AASA, Howard University Seal Partnership to form Urban Superintendents Academy

AASA, The School Superintendents Association formally signed an agreement with Howard University to work together in an effort to strengthen school district leadership in urban areas and expand the pool of superintendents from underrepresented groups.

Launched during AASA’s National Conference on Education in San Diego in February, the Urban Superintendents Academy was made official yesterday at Howard’s campus in Washington, D.C.

“The Urban Superintendents Academy will offer current and aspiring school superintendents a revolutionary new approach to ensure success in urban schools as well as recruit a new generation of minority educators to the superintendency,” said Leslie T. Fenwick, dean of Howard University’s School of Education. “There is a yawning diversity gap between the nation’s students and the school personnel that serves them. About 16 percent of the nation’s 92,000 principals are ethnic minorities. Approximately 20 percent of the nation’s school teachers are ethnic minorities. There is much work that we still need to do in diversifying school personnel.” 

During his remarks, Daniel A. Domenech, executive director of AASA and a former superintendent for nearly 30 years, reflected on his first superintendent position. “Once I had the job, I said, ‘what a great opportunity.’ To be in the kind of position that will allow me to make a difference, certainly for all children, but specifically for children like me, especially for minority children, especially for black and Latino children who are not getting the kind of quality education that other kids were getting. If you are a minority, you have an obligation to step up and rise to the opportunity to do for kids what’s not being done. [Minority] children need a champion, someone who will fight for them.

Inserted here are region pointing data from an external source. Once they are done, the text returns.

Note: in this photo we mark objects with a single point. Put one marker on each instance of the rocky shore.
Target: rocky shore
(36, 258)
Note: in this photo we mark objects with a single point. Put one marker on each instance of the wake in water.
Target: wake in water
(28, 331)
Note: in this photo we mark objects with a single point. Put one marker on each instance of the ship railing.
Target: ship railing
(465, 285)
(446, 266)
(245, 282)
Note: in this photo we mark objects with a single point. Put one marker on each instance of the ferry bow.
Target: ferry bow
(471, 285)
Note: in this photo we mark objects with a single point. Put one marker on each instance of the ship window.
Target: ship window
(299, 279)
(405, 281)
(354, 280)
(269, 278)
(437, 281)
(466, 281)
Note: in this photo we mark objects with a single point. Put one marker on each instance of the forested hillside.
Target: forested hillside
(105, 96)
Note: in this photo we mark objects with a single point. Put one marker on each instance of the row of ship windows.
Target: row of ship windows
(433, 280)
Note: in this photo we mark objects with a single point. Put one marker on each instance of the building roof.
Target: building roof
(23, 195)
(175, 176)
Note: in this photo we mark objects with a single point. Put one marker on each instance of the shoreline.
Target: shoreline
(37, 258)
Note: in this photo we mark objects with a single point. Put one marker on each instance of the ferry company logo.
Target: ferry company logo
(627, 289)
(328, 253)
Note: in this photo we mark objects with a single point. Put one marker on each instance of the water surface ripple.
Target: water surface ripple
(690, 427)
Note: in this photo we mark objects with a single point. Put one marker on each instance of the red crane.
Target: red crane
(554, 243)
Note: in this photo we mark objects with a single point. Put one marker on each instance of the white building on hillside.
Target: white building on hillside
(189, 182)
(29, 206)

They also need a role model.”        

This program is designed to go much deeper than many of your highly publicized programs,” said Joe Hairston, assistant professor, Howard University and co-director of the Urban Superintendents Academy. “This is our time to make a difference.  We hope that our academy focuses on the environment of the superintendents, not just one schoolhouse but the entire community.”  

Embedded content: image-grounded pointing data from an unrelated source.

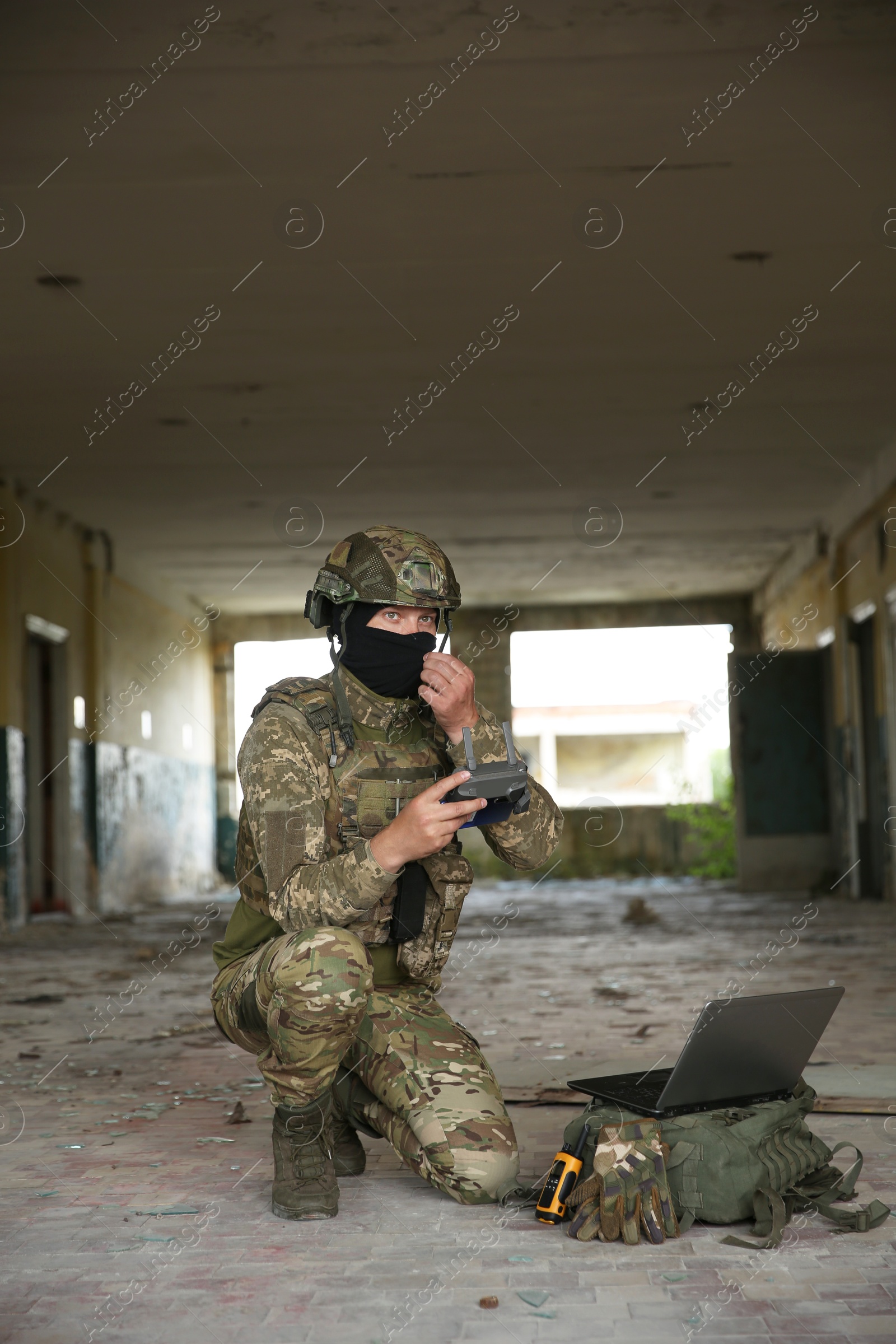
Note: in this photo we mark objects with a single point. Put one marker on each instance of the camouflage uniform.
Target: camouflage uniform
(304, 864)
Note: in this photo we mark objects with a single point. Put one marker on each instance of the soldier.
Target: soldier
(351, 882)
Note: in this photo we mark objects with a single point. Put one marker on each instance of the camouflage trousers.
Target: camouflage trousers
(437, 1100)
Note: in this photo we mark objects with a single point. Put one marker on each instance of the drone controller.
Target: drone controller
(504, 784)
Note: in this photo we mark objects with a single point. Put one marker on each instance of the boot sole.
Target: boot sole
(293, 1215)
(346, 1170)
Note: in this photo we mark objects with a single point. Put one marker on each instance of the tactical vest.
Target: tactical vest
(368, 784)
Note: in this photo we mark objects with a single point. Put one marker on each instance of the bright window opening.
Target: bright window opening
(609, 713)
(261, 663)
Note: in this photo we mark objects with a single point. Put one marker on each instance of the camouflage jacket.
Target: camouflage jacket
(312, 805)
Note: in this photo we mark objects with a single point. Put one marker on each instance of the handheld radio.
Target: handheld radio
(562, 1178)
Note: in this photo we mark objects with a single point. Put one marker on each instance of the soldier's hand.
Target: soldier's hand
(449, 686)
(423, 825)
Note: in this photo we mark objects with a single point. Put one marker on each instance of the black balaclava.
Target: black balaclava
(386, 663)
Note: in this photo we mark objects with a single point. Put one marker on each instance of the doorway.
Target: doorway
(48, 774)
(871, 796)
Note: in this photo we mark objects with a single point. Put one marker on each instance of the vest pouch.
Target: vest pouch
(371, 799)
(409, 908)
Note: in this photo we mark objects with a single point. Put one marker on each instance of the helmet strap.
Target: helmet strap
(448, 629)
(343, 711)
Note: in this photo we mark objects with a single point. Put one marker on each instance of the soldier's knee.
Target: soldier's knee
(324, 971)
(477, 1174)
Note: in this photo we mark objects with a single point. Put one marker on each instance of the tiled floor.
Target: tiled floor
(83, 1249)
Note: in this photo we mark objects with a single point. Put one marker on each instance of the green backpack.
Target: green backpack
(759, 1161)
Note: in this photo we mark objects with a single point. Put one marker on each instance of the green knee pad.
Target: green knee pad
(349, 1097)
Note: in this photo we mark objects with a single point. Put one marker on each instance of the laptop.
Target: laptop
(740, 1052)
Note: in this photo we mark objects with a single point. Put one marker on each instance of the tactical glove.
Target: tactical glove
(629, 1188)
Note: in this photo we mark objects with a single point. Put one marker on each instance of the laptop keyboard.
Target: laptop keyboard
(632, 1089)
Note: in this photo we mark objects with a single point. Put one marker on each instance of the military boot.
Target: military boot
(304, 1177)
(349, 1096)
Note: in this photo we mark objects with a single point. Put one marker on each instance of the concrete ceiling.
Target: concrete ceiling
(479, 205)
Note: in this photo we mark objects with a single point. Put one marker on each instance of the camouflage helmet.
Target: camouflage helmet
(386, 565)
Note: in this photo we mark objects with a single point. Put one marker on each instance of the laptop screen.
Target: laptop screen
(743, 1047)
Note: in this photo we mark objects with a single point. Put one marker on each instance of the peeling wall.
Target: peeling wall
(139, 820)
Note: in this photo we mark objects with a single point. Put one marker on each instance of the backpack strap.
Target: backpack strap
(816, 1194)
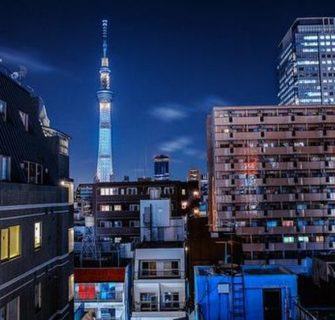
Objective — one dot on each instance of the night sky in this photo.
(171, 61)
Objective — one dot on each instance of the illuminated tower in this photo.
(105, 98)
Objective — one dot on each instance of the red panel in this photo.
(87, 275)
(86, 292)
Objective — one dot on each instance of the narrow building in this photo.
(36, 196)
(272, 180)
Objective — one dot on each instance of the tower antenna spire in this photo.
(104, 37)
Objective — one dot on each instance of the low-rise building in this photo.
(159, 281)
(254, 292)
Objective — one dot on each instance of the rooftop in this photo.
(233, 269)
(159, 244)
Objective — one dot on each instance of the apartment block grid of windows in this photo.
(274, 179)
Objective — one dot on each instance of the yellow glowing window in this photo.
(38, 235)
(14, 241)
(4, 244)
(71, 287)
(71, 239)
(117, 207)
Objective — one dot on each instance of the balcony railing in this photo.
(116, 297)
(151, 306)
(154, 273)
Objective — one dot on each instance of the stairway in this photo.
(238, 299)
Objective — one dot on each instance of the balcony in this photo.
(157, 274)
(249, 230)
(88, 297)
(153, 306)
(121, 231)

“This was meant not just as a memorandum of understanding,” said Mort Sherman, AASA superintendent-in-residence and co-director of the Academy. “It’s where a significant historical university comes together with an association for the common cause—not just for the superintendency but the children of America.”

To ensure that participants are fully equipped for the challenges and opportunities of urban superintendent positions, the Urban Superintendents Academy welcomes all applicants, yet will focus on underrepresented groups.  Combining on-site learning experiences, mentors, strong curriculum, affinity groups, an annual conference and ongoing support, the academy aims to be a leader in preparing superintendents.